SEX, 25 de jul / 2014

Reino Unido acusa a Alstom de corrupção

Uma subsidiária britânica da Alstom, grupo industrial francês que aceitou € 12,35 bilhões para vender sua unidade de energia à General Electric (GE) em junho, foi acusada de corrupção pelo Departamento Antifraudes do governo do Reino Unido (SFO, na sigla em inglês).

O principal órgão britânico de combate à corrupção informou, em breve comunicado ontem, que acusa a Alstom Network UK de três alegações de corrupção e três de conspiração para corromper, relacionadas a "grandes projetos de transporte" na Tunísia, Polônia e Índia.

A primeira audiência do caso se dará na corte de magistrados de Londres, em 9 de setembro. As acusações são a culminação de uma investigação de quatro anos, que havia sido suspensa temporariamente quando dois ex-suspeitos contestaram o SFO.

A corte foi informada que o SFO preparava um caso ligado à Alstom Network UK, que segundo o departamento era usada como "célula" para canalizar subornos a agentes da empresa pelo mundo.

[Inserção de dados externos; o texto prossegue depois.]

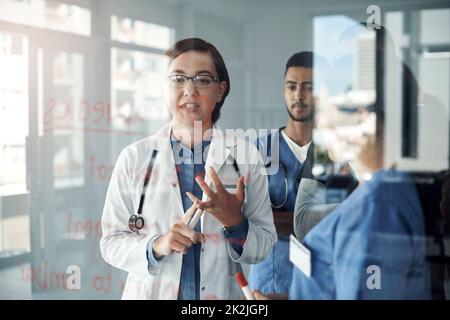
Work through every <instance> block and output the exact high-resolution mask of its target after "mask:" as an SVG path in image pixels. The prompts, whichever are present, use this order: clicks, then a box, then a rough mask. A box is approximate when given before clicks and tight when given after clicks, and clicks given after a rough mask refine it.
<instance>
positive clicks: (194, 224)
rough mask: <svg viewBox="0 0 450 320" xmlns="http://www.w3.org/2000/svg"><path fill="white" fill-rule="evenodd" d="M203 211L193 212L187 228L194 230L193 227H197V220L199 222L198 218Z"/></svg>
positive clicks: (200, 216) (197, 221)
mask: <svg viewBox="0 0 450 320" xmlns="http://www.w3.org/2000/svg"><path fill="white" fill-rule="evenodd" d="M203 212H204V211H203V210H201V209H197V211H195V213H194V215H193V216H192V218H191V221H189V223H188V227H189V228H191V229H194V228H195V226H196V225H197V222H198V220H200V218H201V217H202V214H203Z"/></svg>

A Alstom rebateu argumentando que, embora usasse a unidade para pagar seus agentes, esses pagamentos foram legítimos e essa era uma forma de centralizá-los e controlá-los, segundo fontes a par da situação haviam informado ao "Financial Times" anteriormente.

A investigação do SFO é apenas uma entre as várias enfrentadas pelo grupo no mundo, sendo a mais premente a do Departamento de Justiça dos Estados Unidos, em que duas pessoas já admitiram ser culpadas.

Investigadores indianos foram alertados pelo SFO, em fevereiro, sobre acusações para determinar se a empresa pagou 3 milhões em libras esterlinas (US$ 5,12 milhões) em subornos para garantir um contrato do metrô de Nova Déli, segundo notícias na imprensa indiana.

O fato de as acusações do SFO estarem relacionadas apenas a atividades de transporte no Reino Unido significa que a General Electric - que está comprando apenas a unidade de energia - não estaria sujeita a qualquer multa eventual se o grupo for considerado culpado.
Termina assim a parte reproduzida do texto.